Toelichting rechtsmiddelverwijzing
Per 15 april 2020 is digitaal procederen bij de Hoge Raad opengesteld. Niet-natuurlijke personen (daaronder begrepen publiekrechtelijke lichamen) en professionele gemachtigden zijn verplicht digitaal te procederen. Wie niet verplicht is om digitaal te procederen, kan op vrijwillige basis digitaal procederen. Hieronder leest u hoe een cassatieberoepschrift wordt ingediend.
Het webportaal van de Hoge Raad is toegankelijk via “Login Mijn Zaak Hoge Raad” op www.hogeraad.nl. Informatie over de inlogmiddelen vindt u op www.hogeraad.nl.
Niet in Nederland wonende of gevestigde partijen of professionele gemachtigden hebben in beginsel geen geschikt inlogmiddel en kunnen daarom niet inloggen in het webportaal. Zij kunnen zo lang zij niet over een geschikt inlogmiddel kunnen beschikken, per post procederen.

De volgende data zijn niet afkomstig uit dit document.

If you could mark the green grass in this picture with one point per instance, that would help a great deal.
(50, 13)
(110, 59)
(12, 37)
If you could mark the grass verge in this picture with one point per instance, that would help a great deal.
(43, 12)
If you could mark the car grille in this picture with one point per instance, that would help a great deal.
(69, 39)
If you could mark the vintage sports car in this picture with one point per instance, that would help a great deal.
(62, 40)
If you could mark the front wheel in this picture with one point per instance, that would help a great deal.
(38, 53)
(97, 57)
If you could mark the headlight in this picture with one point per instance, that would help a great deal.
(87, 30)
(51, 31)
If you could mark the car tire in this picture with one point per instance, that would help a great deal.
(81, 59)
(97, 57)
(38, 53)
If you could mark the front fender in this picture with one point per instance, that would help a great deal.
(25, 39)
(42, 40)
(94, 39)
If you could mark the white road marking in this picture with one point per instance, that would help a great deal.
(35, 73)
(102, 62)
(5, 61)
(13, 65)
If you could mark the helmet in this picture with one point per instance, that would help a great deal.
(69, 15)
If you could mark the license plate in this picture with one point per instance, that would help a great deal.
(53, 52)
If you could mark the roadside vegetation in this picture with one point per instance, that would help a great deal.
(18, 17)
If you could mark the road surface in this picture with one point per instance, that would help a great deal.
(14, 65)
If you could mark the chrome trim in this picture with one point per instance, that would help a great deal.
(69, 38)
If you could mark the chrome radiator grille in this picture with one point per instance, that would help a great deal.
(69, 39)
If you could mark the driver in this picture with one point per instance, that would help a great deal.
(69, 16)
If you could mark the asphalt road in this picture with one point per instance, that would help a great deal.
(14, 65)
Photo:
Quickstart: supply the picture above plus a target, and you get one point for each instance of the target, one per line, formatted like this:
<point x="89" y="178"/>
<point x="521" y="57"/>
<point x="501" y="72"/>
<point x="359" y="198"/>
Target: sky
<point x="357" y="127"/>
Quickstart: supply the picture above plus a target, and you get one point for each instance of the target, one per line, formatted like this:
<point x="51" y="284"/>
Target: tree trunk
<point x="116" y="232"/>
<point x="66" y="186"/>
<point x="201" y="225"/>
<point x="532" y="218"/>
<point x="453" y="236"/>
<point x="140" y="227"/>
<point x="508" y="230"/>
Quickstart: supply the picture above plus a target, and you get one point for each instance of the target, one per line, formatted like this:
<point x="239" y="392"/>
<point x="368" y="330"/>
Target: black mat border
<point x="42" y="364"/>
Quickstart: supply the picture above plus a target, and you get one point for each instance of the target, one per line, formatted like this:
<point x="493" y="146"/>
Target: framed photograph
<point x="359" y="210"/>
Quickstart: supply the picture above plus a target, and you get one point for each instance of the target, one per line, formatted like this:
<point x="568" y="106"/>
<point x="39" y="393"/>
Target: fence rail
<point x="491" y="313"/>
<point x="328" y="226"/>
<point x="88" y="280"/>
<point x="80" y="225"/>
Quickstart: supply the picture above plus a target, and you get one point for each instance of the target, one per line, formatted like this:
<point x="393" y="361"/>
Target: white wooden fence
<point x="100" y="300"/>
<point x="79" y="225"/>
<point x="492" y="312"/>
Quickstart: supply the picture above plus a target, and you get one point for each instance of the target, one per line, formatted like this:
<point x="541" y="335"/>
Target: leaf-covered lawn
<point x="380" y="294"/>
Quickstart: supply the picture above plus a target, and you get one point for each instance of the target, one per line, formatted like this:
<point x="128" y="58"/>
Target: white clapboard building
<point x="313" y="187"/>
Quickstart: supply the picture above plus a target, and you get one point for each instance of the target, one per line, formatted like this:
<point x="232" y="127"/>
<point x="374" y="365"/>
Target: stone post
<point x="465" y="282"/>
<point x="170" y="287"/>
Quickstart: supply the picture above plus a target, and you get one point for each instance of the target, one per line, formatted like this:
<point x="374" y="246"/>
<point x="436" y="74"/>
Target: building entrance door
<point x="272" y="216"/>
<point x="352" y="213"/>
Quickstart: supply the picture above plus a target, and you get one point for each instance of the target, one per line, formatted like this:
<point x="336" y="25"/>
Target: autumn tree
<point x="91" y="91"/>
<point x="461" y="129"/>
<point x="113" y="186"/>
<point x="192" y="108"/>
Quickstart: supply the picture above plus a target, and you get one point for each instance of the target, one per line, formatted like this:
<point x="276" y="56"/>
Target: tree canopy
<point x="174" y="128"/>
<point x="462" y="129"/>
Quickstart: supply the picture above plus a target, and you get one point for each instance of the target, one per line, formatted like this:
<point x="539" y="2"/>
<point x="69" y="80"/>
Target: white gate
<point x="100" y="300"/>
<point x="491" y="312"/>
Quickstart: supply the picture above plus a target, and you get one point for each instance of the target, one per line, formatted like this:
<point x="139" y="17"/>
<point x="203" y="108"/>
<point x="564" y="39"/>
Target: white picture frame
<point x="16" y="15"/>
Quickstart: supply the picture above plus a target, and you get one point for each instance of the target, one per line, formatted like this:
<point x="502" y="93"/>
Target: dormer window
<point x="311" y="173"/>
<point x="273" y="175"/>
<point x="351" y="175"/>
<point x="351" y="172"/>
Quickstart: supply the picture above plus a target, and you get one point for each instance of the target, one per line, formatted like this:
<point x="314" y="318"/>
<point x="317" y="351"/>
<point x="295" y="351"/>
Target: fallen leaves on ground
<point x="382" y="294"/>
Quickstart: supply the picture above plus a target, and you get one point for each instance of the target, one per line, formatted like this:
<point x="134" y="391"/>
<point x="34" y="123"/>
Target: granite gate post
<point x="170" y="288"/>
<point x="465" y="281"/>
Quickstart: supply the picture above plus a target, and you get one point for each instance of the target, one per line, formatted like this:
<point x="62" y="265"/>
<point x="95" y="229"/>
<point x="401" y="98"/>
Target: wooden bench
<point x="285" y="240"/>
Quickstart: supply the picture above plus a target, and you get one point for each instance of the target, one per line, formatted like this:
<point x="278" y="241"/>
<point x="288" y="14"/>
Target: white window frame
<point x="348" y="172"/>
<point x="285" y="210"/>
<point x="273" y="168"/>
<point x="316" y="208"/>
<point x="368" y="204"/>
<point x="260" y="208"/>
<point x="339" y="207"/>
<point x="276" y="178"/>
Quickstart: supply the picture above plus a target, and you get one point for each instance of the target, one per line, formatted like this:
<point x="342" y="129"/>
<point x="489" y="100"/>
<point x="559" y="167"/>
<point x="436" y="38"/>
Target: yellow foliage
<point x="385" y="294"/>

Alleen bepaalde personen mogen beroep in cassatie instellen per post in plaats van via het webportaal. Zij mogen dit bovendien alleen als zij zonder een professionele gemachtigde procederen. Het gaat om natuurlijke personen die geen ondernemer zijn en verenigingen waarvan de statuten niet zijn opgenomen in een notariële akte. Een professionele gemachtigde moet altijd digitaal procederen, ongeacht voor wie de gemachtigde optreedt. Degene die op papier mag procederen en dat ook wil, kan het beroepschrift in cassatie sturen aan de Hoge Raad der Nederlanden (belastingkamer), postbus 20303, 2500 EH Den Haag.